Python Assignment

In this assignment you will practice writing code to analyze more complex data structures using dictionaries. In particular you will perform some simple network analysis. Networks (what are called “graphs” in mathematics) can be used to represent a wide variety of systems, from social connections (on social media or otherwise) to organization process flows. In this assignment, you’ll be analyzing the network of hyperlinks between articles on Wikipedia.

In computer programming, a network is represented by a set of nodes (elements in the network—articles on Wikipedia, people on a social network, etc), and edges (connections between the nodes—links between articles, friendships or conversations between people, etc). Analyzing the distribution of nodes and edges in a network—what is connected to what—can provide valuable insights into the structure and behaviors of elements in that system. While there are existing packages that can be used to model and analyze networks, you’ll be doing some of that work using the basic data structures (lists and dictionaries) you’ve learned so far. But you will practice using external libraries to produce graphical visualizations of your analysis results to help communicate them!

Part 1. Reading the Data

The data you’ll be working with comes from the Stanford Network Analysis Project collection on Wikispeedia navigation paths. This data set was created by looking at the “paths” (hyperlinks followed) by humans as they tried to navigate between Wikipedia articles as quickly as possible. We’re using a portion of that data (the articles visited and the hyperlinks between them), cleaned slightly so that article names are more readable.

Note that this data is from a number of years ago (first published in 2009), and is not a complete list of all Wikipedia links—just the ones that were used by people navigating the site in this particular context. Nevertheless, it will provide a sufficiently complex network for you to analyze.

You will consider this network where the articles (the different entries on Wikipedia) are nodes, and the hyperlinks between them are edges

You will be reading the data from a .tsv file: a plain-text data format where each line represents a record (row) of data and where features (column) are separated by a tab (written as \t in code). The data can be found in the data/links_decoded.tsv file. Be careful about opening it up directly, even this trimmed-down collection is pretty big (a 3.1mb file).

  1. Create a variable data_links_lines which is a list of the contents in the data/links_decoded.tsv file included with the assignment (each line in the file represents a single link between Wikipedia pages). You will need to open up the file (remember the with keyword!) and read its contents into a list. After you create the list, print out its length to see how many items it has—this is a good way to confirm that it was loaded correctly.
  • Inspect the data file by printing out the first 15 lines of the file (you can just print the first 15 elements of data_links_lines), each on its own line. Use the end argument to the print() function to avoid printing an extra line break. What do you notice about the file contents?
  • Notice that the first lines of the file aren’t actually data, but are information about the data! You’ll need to “remove” this header data for processing. Create a new variable data_links_lines_cleaned that contains all of the elements except the header. You can do this using a slice operator. Print out the first 5 elements of data_links_lines_cleaned once you are done to show that the list has been cleaned.

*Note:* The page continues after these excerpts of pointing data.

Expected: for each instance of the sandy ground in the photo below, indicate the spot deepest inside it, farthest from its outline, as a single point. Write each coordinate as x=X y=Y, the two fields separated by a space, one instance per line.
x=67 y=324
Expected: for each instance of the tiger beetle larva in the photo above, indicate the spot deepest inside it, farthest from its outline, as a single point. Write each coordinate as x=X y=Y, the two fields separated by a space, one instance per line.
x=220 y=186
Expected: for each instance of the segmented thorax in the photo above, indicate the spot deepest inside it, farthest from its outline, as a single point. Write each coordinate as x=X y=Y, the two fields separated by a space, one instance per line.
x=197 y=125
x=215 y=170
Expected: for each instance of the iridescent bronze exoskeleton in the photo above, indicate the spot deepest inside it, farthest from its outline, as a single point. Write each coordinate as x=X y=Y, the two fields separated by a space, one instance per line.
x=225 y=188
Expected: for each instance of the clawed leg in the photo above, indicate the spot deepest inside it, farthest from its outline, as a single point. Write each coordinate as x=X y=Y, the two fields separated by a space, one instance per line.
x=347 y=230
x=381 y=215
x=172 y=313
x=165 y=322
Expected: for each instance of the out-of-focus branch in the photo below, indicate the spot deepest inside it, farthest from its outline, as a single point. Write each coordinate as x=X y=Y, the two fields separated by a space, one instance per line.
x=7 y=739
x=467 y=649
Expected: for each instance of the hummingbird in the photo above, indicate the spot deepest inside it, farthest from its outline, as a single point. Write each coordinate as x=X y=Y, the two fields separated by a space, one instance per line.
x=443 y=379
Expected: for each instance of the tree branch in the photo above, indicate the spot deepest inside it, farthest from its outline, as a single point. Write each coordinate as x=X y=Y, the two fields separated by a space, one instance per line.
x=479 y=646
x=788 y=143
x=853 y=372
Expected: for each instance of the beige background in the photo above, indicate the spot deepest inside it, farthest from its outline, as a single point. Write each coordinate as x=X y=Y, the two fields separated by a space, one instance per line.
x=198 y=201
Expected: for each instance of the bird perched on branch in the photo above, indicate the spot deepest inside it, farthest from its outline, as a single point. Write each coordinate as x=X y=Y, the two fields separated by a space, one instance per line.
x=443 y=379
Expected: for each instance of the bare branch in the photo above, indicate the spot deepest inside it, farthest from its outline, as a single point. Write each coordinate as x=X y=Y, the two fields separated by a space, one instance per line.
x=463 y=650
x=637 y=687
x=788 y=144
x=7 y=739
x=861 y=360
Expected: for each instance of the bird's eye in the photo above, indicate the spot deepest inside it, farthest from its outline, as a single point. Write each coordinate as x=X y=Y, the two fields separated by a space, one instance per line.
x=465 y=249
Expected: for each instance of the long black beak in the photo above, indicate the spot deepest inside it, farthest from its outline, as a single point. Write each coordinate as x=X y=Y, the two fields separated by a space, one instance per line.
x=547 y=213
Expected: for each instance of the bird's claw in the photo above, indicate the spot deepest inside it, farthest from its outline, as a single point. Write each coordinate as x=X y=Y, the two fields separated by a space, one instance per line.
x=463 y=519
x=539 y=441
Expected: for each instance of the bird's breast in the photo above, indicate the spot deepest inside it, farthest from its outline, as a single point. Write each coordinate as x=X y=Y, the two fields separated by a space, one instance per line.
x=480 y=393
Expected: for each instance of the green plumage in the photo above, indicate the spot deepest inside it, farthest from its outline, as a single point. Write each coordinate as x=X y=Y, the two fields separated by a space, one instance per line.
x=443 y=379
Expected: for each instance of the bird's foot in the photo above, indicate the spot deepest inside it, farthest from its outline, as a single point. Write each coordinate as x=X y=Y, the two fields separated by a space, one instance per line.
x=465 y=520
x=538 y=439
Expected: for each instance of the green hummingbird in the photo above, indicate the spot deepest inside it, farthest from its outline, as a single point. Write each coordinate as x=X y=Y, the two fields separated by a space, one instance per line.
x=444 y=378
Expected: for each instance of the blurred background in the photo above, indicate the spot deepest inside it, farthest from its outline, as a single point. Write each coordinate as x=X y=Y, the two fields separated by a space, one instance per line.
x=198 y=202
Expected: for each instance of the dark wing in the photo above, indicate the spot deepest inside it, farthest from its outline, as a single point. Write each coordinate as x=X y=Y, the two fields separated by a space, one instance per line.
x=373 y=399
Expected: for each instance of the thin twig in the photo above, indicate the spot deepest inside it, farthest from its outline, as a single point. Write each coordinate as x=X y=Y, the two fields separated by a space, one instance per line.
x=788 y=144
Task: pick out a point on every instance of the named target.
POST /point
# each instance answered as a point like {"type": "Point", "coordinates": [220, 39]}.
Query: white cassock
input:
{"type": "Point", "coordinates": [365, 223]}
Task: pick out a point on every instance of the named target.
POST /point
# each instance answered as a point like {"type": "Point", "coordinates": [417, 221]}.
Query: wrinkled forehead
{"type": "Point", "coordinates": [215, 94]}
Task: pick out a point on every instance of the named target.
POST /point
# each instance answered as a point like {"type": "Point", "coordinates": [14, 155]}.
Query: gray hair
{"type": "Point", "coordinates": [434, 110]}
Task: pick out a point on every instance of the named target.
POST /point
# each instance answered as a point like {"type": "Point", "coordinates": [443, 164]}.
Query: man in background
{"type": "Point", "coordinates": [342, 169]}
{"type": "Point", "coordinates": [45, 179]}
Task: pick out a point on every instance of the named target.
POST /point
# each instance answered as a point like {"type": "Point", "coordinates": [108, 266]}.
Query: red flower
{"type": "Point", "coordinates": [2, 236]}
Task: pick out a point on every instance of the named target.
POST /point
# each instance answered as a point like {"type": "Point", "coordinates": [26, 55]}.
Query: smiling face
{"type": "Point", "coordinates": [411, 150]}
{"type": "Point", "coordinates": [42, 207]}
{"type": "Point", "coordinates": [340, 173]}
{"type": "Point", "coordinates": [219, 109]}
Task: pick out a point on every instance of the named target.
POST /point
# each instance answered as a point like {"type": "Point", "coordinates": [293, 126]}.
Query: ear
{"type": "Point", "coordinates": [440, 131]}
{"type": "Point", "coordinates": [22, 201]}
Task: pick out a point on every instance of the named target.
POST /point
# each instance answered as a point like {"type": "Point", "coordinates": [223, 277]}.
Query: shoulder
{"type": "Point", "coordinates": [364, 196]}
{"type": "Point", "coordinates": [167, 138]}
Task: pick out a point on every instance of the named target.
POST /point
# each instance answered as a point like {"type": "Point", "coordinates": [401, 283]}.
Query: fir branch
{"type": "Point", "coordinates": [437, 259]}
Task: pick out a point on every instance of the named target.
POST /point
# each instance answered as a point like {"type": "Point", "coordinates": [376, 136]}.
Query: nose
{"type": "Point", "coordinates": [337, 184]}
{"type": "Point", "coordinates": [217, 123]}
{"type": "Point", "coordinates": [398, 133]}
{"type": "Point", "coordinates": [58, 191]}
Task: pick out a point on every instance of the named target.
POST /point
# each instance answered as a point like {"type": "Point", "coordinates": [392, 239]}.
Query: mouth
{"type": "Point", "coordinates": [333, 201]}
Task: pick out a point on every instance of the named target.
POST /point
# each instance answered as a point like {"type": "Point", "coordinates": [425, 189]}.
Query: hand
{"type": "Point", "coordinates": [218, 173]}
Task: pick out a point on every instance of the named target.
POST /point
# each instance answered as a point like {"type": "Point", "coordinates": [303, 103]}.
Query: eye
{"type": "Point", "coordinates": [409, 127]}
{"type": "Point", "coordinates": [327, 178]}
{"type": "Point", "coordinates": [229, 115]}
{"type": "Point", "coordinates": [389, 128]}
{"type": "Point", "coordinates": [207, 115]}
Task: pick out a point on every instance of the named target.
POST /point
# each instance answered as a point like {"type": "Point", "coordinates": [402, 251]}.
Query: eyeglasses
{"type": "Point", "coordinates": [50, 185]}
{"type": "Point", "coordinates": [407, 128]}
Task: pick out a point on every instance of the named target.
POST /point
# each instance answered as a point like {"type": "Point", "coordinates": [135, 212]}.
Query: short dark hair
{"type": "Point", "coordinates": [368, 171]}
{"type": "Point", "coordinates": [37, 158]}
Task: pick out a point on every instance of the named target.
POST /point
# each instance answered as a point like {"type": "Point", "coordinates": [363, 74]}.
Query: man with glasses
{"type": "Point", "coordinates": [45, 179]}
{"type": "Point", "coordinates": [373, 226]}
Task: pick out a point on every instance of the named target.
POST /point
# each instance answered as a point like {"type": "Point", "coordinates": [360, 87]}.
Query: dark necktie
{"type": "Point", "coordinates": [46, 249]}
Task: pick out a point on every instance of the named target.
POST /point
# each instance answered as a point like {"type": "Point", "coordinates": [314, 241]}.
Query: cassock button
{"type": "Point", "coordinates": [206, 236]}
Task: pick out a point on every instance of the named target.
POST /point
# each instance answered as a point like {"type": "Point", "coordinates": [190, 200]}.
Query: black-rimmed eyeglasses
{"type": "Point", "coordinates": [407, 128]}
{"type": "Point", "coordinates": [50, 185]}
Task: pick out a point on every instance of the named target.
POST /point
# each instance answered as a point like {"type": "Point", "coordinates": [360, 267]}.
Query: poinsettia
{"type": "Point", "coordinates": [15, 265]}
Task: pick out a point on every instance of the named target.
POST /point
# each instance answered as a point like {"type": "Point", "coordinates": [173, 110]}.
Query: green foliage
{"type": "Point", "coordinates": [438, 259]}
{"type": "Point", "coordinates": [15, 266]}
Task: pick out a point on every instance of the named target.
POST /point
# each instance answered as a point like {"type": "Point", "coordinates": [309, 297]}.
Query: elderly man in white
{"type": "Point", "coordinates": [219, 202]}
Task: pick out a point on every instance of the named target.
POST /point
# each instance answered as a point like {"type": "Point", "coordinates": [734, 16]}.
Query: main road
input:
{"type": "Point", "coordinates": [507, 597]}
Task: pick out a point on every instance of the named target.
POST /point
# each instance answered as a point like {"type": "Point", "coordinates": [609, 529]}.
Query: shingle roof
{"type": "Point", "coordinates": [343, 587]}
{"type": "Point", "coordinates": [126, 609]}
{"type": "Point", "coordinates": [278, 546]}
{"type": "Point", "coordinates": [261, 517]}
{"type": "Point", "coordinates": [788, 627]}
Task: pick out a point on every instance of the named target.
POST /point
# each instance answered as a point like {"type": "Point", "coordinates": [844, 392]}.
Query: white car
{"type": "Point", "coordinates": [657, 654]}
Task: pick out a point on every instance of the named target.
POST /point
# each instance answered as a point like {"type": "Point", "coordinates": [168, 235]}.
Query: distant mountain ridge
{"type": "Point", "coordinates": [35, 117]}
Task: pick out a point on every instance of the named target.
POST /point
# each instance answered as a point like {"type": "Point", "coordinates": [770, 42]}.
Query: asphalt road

After reading the file, you need to get it into a format that can be used. The file is structured where each link is written on its own line. The first term on that line is the “source” of the link (where the user navigated from) and the second term on that line is the “target” of the link (where the user navigated to). These terms are separated by a tab (“\t”).

4. Create a variable links_list which is a list of dictionaries. Each dictionary in the list will have two keys: “source” whose value is the source of the link (the first term in the line), and “target” whose value is the target of the link. For example, the first link will be structured as {“source”: “Áedán_mac_Gabráin”, “target”: “Bede”}.

You will use a similar process as in the previous assignment to create this list. Remember to split the terms by using “\t” as a separator. You will also need to strip() the line break at the end.

When finished, print out the first 5 elements of the links_list variable to check that your data structure is correct. This will give you a list of links to work with!

Part 2. Node Connectivity

The first set of analysis you will perform will be looking at the connectivity of the nodes (articles) in the data set—which articles are connected/linked to other articles. This kind of analysis can help to identify “central” and “outlier” nodes in a network, as well as an understand of the network’s overall structure.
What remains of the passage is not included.